The cloud strategy puts Red Hat on a collision course with Microsoft.
Written by Dana Blankenhorn, Inactive

Red Hat announced a strategy for its cloud stack, now called Cloud Foundations Edition One.

It's about portability and interoperability. In other words it's about standards. In line with that, Red Hat has submitted its cloud platform as a potential standard for interoperability.

At the heart of the cloud movement was always this idea that you would abstract the complexity of operating systems through virtualization, thus it wouldn't matter on what specific piece of hardware your data and programs actually lived.

Of course that's not how computer rivalries work. There are multiple hypervisors, multiple routes to virtualization, multiple ways to manage clouds, and multiple cloud stacks.

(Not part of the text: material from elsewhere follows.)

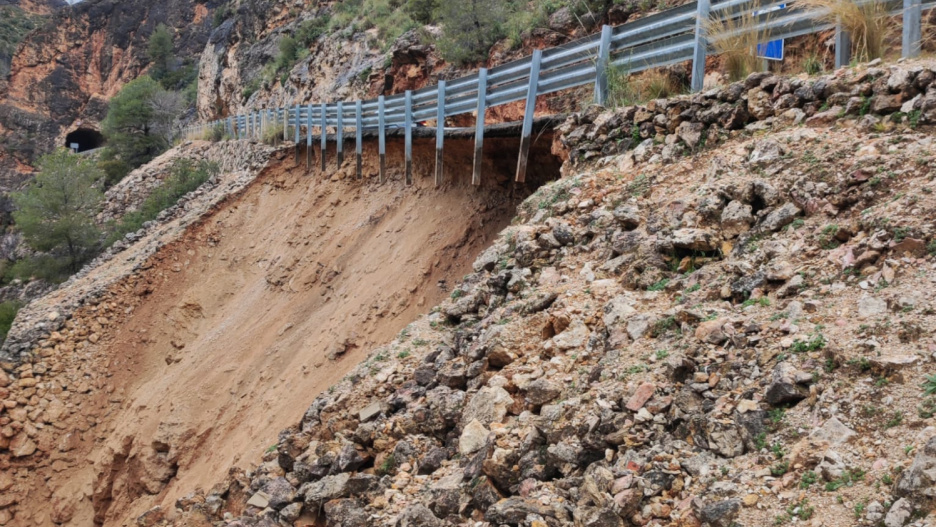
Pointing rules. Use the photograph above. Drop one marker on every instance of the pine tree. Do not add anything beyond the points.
(56, 211)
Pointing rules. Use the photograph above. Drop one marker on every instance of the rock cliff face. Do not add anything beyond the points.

When seen in comparison to the ideal of a fully interoperable environment open source has a distinct advantage. When you can see the code, you can link to it more easily than if you can't. (Try it at home. Wire up your computer with your eyes open, then do it with your eyes shut.)

The cloud strategy puts Red Hat on a collision course with Microsoft, whose Azure cloud says you should trust its portability, and trust its interoperability. Just to turn things up another notch, Red Hat said it would support its business software a full 10 years, as opposed to Microsoft's five.

Logically Red Hat's cloud strategy should work. Red Hat is seeking to be the center of the cloud world, while larger vendors swirl around it, and when all the rushing around is done the center is where you want to be.

But the real world is not the ideal plane. Red Hat marketing is indeed Switzerland, if you want to compare the Swiss army to that of, say, Russia. Yes it's neutral, but if it comes to a fight I'm betting on the bear. Can Red Hat succeed without being, say, bought by IBM?

That's the risk. It will take more than winning the Dreamworks account to assure a happy ending.